We've encountered an issue with our deployment on Kubernetes being run on GKE, recently.
It would seem that, randomly, our NGINX front end containers, that serve our Front End application, seemingly die. This has caused quite the commotion, as nginx-ingress would just tell us that there was an HTTP2 protocol error. After about a week of turmoil, we finally noticed in the logs for the FE containers that this output was happening anytime we had the HTTP2 Protocol Error (in chrome):
Once we switched the nginx-ingress down to HTTP1, we have an error of ERR_CONTENT_LENGTH_MISMATCH 200, but this is still a misleading error.
This is a gist of all of our configs for those that are interested: gist
As for the nginx version, I tried the following:
stable-alpine
stable
mainline-alpine
1.17.10-alpine
All result in the same set of logs.
Things I have tried:
- change the nginx version for the FE
- tell the nginx-ingress to use HTTP 1
- tell the nginx-ingress to not use GZIP
- used everything from this site tencent high availability in nginx blog post
- turned On and Off proxy buffering, both for the nginx-ingress as a whole, and each individual child-ingress
- set max-temp-file-size to 0 in the nginx-ingress
- set max-temp-file-size to 10M in the nginx-ingress
- removed Accept Encoding, Content-Length, and Content-Type from the request to the upstream
- turned on Gzip for the FE container
- set worker processes to auto, set worker processes to 1 in the FE container
- set keepalive-timeout to 65, set it to 15 in the FE container
- updated the lifecyle preStop on the FE deployment
- set terminationGracePeriodSeconds to 60 (then removed it) from the FE deployment
Before anyone asks: all of the configurations done to the nginx-ingress have thus far been attempts to solve the HTTP2 protocol error. Obviously none of these work because if the upstream server is down, this doesn't matter.

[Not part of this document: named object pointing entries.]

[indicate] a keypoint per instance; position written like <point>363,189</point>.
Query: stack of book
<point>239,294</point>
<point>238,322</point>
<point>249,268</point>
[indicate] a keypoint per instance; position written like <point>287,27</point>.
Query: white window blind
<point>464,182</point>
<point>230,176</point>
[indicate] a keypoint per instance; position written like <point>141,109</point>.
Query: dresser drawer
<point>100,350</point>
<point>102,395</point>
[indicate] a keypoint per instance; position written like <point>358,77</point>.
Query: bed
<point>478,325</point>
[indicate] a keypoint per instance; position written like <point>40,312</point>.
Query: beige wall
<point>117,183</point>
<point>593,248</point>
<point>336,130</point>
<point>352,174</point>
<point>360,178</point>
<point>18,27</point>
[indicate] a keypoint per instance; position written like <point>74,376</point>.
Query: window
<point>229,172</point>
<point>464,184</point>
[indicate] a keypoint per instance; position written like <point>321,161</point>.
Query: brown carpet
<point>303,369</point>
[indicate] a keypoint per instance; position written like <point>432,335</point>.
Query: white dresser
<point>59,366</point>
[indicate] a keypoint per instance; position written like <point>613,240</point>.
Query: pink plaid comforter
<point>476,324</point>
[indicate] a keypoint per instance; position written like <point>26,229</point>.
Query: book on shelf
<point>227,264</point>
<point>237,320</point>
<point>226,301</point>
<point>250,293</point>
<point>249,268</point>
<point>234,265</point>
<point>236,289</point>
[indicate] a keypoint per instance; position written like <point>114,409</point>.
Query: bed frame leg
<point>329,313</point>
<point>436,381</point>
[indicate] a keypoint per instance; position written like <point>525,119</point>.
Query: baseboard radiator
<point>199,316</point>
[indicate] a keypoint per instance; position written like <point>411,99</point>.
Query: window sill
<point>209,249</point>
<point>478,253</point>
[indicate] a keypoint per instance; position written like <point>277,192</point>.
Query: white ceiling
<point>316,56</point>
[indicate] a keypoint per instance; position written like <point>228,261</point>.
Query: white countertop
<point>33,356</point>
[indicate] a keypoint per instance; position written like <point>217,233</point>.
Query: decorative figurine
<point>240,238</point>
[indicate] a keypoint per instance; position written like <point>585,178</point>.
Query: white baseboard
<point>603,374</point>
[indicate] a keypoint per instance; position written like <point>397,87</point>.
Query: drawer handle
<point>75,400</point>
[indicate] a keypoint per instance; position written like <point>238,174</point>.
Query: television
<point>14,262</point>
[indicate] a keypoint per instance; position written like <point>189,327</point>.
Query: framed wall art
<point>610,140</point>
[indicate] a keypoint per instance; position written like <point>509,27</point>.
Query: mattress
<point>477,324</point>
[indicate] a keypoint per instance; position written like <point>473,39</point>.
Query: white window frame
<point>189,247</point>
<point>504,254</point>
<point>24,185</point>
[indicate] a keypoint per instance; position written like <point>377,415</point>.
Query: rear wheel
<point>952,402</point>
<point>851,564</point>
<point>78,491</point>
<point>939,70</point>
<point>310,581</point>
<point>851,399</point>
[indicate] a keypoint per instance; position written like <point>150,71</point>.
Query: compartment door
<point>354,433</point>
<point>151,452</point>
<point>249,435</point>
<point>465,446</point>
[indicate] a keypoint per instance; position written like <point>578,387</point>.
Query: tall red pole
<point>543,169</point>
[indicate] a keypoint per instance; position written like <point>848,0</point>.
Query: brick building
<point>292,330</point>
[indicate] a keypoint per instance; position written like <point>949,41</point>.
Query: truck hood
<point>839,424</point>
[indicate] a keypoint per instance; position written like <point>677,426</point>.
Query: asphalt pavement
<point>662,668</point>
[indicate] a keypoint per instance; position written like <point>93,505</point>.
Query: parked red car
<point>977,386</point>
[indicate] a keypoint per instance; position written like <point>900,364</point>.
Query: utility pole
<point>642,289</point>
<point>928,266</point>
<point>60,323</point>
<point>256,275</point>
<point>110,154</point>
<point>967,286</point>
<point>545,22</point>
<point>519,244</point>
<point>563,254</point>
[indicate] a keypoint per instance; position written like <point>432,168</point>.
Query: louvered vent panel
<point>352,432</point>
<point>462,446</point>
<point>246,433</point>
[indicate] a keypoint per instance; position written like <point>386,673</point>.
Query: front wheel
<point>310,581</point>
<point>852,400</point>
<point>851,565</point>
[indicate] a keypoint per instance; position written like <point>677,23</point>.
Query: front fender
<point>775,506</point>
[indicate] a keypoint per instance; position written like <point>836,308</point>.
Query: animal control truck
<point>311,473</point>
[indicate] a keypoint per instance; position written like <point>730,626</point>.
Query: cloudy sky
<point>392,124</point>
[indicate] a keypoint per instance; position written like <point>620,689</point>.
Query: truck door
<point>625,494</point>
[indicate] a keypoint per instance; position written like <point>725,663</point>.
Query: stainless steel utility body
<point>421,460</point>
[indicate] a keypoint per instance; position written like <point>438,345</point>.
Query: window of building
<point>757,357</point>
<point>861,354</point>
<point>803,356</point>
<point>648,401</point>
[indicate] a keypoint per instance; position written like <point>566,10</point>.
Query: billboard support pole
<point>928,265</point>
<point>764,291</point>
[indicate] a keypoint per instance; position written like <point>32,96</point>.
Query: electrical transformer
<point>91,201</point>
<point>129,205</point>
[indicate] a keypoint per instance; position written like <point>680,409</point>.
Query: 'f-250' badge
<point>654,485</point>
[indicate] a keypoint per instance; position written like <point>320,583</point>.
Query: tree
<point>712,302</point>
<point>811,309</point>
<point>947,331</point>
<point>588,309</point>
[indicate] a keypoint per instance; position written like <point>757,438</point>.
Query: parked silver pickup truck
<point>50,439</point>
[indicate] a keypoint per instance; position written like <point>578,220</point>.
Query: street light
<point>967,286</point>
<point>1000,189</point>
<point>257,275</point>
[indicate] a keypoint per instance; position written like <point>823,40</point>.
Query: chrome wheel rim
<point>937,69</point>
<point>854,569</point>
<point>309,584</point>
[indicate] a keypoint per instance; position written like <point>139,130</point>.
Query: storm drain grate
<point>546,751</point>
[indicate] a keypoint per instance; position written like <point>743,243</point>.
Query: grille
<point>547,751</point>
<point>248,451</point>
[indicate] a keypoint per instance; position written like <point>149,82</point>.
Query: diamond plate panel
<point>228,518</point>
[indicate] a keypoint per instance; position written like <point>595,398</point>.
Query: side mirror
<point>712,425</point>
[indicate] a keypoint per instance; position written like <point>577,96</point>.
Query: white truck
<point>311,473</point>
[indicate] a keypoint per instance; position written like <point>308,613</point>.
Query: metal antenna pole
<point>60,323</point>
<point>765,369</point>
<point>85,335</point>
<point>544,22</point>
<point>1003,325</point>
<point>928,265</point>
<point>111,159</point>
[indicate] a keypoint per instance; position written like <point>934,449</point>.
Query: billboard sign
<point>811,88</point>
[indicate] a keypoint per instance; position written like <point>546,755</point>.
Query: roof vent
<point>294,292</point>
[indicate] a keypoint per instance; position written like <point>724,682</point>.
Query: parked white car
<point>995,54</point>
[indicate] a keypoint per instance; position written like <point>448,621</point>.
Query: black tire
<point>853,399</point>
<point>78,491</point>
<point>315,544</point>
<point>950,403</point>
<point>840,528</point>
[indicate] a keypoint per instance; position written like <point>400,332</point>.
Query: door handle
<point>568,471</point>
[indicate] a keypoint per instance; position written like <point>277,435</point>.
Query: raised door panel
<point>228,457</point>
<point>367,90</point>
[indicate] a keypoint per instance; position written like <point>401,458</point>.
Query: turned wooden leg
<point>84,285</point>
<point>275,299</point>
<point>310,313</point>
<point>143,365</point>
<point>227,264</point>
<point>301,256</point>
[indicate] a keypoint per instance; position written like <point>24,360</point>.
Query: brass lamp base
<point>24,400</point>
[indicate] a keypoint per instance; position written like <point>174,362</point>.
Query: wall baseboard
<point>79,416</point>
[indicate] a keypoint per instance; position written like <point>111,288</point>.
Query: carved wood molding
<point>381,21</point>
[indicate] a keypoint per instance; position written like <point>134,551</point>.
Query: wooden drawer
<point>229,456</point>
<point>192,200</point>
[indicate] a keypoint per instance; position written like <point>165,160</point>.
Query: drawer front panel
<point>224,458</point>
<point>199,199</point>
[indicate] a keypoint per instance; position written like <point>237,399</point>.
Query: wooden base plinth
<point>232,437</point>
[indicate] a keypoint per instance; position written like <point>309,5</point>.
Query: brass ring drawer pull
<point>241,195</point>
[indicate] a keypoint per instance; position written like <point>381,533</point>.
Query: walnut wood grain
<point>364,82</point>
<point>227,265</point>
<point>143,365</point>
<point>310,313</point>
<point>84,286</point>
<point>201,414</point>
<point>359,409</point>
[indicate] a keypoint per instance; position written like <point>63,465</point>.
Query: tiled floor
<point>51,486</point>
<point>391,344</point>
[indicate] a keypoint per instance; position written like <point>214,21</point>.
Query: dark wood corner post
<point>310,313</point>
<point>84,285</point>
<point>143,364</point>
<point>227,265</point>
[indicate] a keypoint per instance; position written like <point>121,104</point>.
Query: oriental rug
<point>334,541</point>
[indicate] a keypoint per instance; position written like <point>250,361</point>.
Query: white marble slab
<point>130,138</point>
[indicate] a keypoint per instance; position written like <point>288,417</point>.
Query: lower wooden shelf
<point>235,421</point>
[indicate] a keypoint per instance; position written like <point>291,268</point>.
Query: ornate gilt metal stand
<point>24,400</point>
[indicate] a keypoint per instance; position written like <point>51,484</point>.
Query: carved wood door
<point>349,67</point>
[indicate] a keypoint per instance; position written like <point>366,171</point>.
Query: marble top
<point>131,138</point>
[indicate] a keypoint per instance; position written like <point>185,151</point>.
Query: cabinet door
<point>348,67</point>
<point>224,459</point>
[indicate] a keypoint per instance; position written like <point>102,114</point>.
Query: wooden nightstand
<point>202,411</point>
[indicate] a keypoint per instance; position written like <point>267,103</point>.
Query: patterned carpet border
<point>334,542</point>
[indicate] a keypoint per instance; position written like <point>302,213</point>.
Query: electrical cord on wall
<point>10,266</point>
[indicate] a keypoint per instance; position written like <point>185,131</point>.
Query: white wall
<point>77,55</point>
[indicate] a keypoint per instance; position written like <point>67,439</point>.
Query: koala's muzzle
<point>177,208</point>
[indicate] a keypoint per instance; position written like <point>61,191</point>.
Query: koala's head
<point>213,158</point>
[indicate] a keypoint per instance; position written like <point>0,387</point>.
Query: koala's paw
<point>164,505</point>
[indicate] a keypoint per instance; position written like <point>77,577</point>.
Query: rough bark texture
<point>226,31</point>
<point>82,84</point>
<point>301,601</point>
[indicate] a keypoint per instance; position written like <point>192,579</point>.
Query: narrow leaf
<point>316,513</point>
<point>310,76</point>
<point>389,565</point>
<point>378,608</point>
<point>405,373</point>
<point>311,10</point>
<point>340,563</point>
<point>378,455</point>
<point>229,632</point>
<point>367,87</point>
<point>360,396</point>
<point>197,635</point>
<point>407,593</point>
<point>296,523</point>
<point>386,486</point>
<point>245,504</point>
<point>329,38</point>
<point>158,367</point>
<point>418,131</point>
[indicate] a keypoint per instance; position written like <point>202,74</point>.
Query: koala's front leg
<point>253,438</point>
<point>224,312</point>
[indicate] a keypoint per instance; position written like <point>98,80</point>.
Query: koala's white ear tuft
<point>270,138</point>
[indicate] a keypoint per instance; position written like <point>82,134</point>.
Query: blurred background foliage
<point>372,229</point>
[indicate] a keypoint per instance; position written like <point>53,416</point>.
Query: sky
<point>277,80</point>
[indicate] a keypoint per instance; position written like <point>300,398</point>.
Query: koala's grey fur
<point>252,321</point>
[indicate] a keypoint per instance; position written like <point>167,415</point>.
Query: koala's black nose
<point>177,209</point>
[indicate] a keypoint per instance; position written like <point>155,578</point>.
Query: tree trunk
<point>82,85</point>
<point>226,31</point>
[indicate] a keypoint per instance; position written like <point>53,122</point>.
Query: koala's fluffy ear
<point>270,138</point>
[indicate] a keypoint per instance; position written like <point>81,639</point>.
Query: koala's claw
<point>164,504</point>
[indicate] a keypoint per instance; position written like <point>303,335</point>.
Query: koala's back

What I can deduce is that while NGINX is shutting down (why, I still don't know), the container itself is not Restarting, and thus that pod is effectively a zombie case. How do I either A. force a restart or B. force the pod to die and respawn?
Of course, if someone has an answer as to why the nginx container is told to shutdown in the first place, that would also be helpful.
Another potentially related issue, is that sometimes the replicas of this deployment do not start, container is ready, but no logs or connections.
Killing the pods manually, seem to fix this issue, but this is not a real solution.
The cluster is running n1-standard-2 nodes, and we've got autoscale enabled, so CPU/Memory/Storage are not (should not be, never say never) an issue.
Thanks in advance! Leave a comment if I can improve this question in anyway.
Edit #1: Included that we are on GKE.
Edit #2: I've added readiness and liveliness probes. I've updated the nginx FE server with a health check route. This seems to be working as a failsafe to ensure that if the internal nginx process stops or doesn't even start, the container will restart. However if anyone has better alternatives or root causes I'd love to know! Perhaps I should set specific cpu and memory requests for each pod?